Montane elbow orchid

Scientific classification
- Kingdom: Plantae
- Clade: Embryophytes
- Clade: Tracheophytes
- Clade: Spermatophytes
- Clade: Angiosperms
- Clade: Monocots
- Order: Asparagales
- Family: Orchidaceae
- Subfamily: Orchidoideae
- Tribe: Diurideae
- Genus: Arthrochilus
- Species: A. oreophilus
- Binomial name: Arthrochilus oreophilus D.L.Jones
- Synonyms: Spiculaea irritabilis auct. non (F.Muell.) Schltr.: Dockrill, A.W. (1969)

= Arthrochilus oreophilus =

- Genus: Arthrochilus
- Species: oreophilus
- Authority: D.L.Jones
- Synonyms: Spiculaea irritabilis auct. non (F.Muell.) Schltr.: Dockrill, A.W. (1969)

Species of flowering plant

Arthrochilus oreophilus, commonly known as montane elbow orchid, is a flowering plant in the orchid family (Orchidaceae) and is endemic to higher places in far north Queensland, Australia. It has a rosette of leaves at its base and up to fifteen green, insect-like flowers with dark reddish brown glands on its labellum.

==Description==
Arthrochilus oreophilus is a terrestrial, perennial, deciduous, sympodial herb with an underground tuber that produces daughter tubers on the end of root-like stolons. It has a rosette of between two and five lance-shaped leaves at its base, each leaf 20-45 mm long and about 10-18 mm wide.
Between two and fifteen insect-like flowers 12-15 mm long are borne on a fleshy, dark reddish brown flowering stem 80-200 mm tall. The dorsal sepal is spatula-shaped to egg-shaped with the narrower end towards the base, 9-10 mm long, about 2 mm wide, folded lengthwise and wrapped around the base of the column. The lateral sepals are lance-shaped but curved, 6-7 mm long, about 2 mm wide and turn downwards towards the ovary. The petals are linear, curved, about 7 mm long, 1 mm wide and turned backwards against the ovary. The labellum is about 6 mm long and pale green with a dark purple base. There is an insect-like callus about 3.5 mm long with dark reddish brown, hair-like glands in a central band on the labellum. The column is green with purplish spots, curved, about 7 mm long with two curved wings above and below it. Flowering occurs from November to January.

==Taxonomy and naming==
Arthrochilus oreophilus was first formally described in 1991 by David Jones from a specimen collected near Herberton. The description was published in Australian Orchid Research. The specific epithet (oreophilus) is derived from the Ancient Greek words oros meaning "mountain" or "hill" and philos meaning "beloved" or "dear", referring to the habitat preference of this orchid.

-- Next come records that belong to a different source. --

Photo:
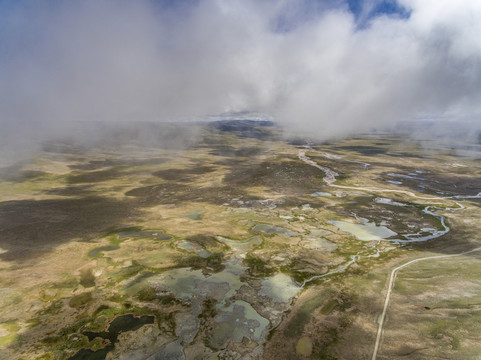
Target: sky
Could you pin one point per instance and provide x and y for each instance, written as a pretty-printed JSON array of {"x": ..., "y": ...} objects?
[{"x": 329, "y": 67}]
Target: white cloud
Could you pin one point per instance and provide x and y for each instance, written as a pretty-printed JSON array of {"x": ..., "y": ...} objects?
[{"x": 309, "y": 66}]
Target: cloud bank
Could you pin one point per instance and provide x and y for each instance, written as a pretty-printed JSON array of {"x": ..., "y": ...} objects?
[{"x": 312, "y": 65}]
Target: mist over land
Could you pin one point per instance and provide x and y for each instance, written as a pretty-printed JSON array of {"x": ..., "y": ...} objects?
[
  {"x": 329, "y": 68},
  {"x": 240, "y": 179}
]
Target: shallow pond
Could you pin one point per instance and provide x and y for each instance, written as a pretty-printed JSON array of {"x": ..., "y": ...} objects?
[
  {"x": 193, "y": 247},
  {"x": 365, "y": 231},
  {"x": 269, "y": 230},
  {"x": 280, "y": 288}
]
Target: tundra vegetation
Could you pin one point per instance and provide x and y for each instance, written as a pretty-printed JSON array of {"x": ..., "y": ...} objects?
[{"x": 128, "y": 249}]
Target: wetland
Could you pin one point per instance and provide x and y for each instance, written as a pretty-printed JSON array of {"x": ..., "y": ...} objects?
[{"x": 238, "y": 243}]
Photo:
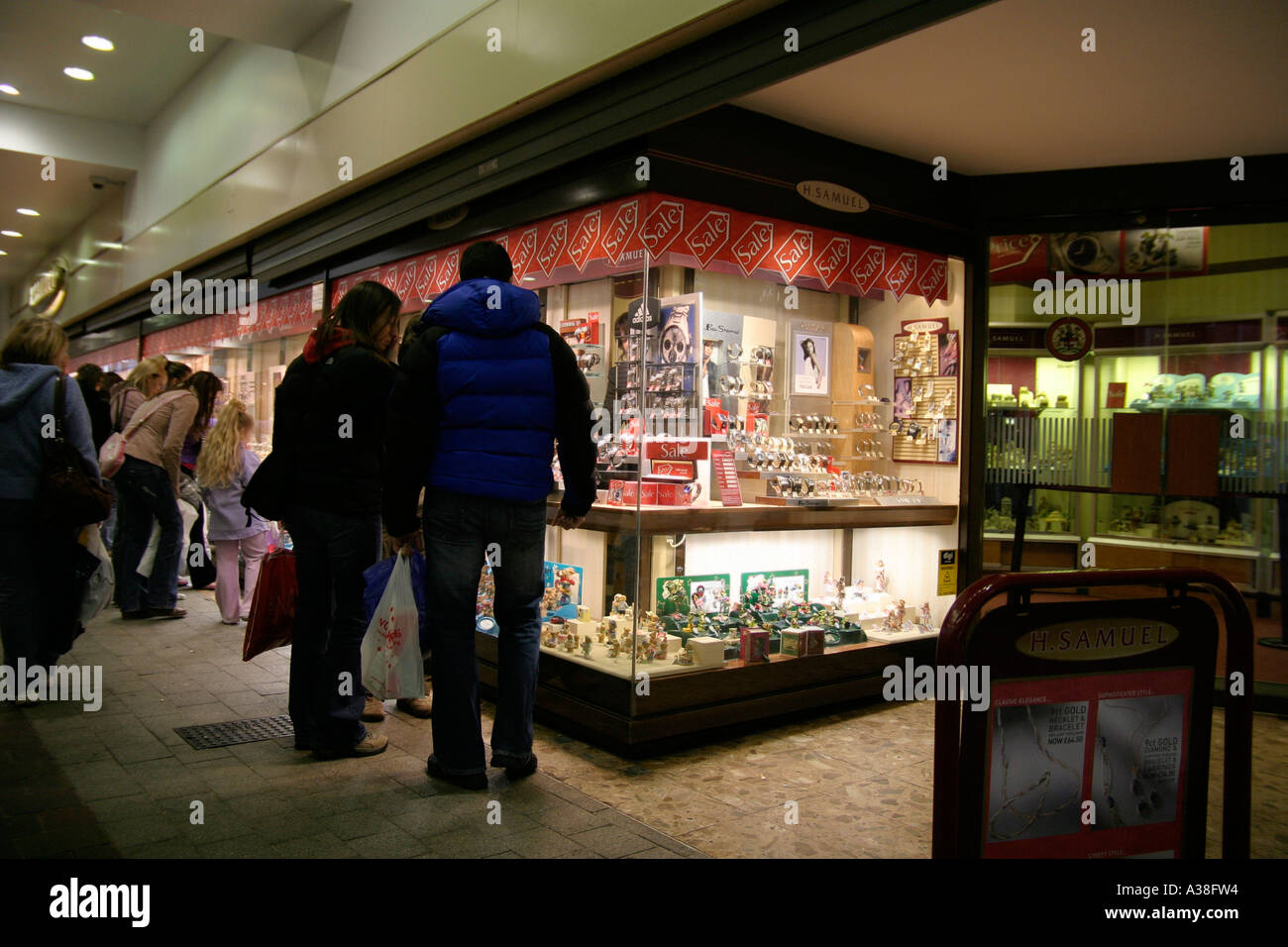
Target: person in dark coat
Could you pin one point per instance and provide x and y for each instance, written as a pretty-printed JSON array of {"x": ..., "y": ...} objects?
[
  {"x": 330, "y": 423},
  {"x": 477, "y": 407}
]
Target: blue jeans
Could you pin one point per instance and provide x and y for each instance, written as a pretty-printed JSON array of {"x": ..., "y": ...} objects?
[
  {"x": 331, "y": 553},
  {"x": 39, "y": 599},
  {"x": 458, "y": 531},
  {"x": 145, "y": 492}
]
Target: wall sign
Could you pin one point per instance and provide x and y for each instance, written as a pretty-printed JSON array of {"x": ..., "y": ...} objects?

==Distribution and habitat==
Montane elbow orchid grows in woodland in forest on the ranges and tablelands at altitudes above 1000 m between the Cedar Bay National Park and the Evelyn Tableland. It is most common on the Atherton Tableland.

==Ecology==
As with other Arthrochilus orchids, A. oreophilus is pollinated by male thynnid wasps of the genus Arthrothynnus although the species involved is not known. It also reproduces asexually by producing new tubers.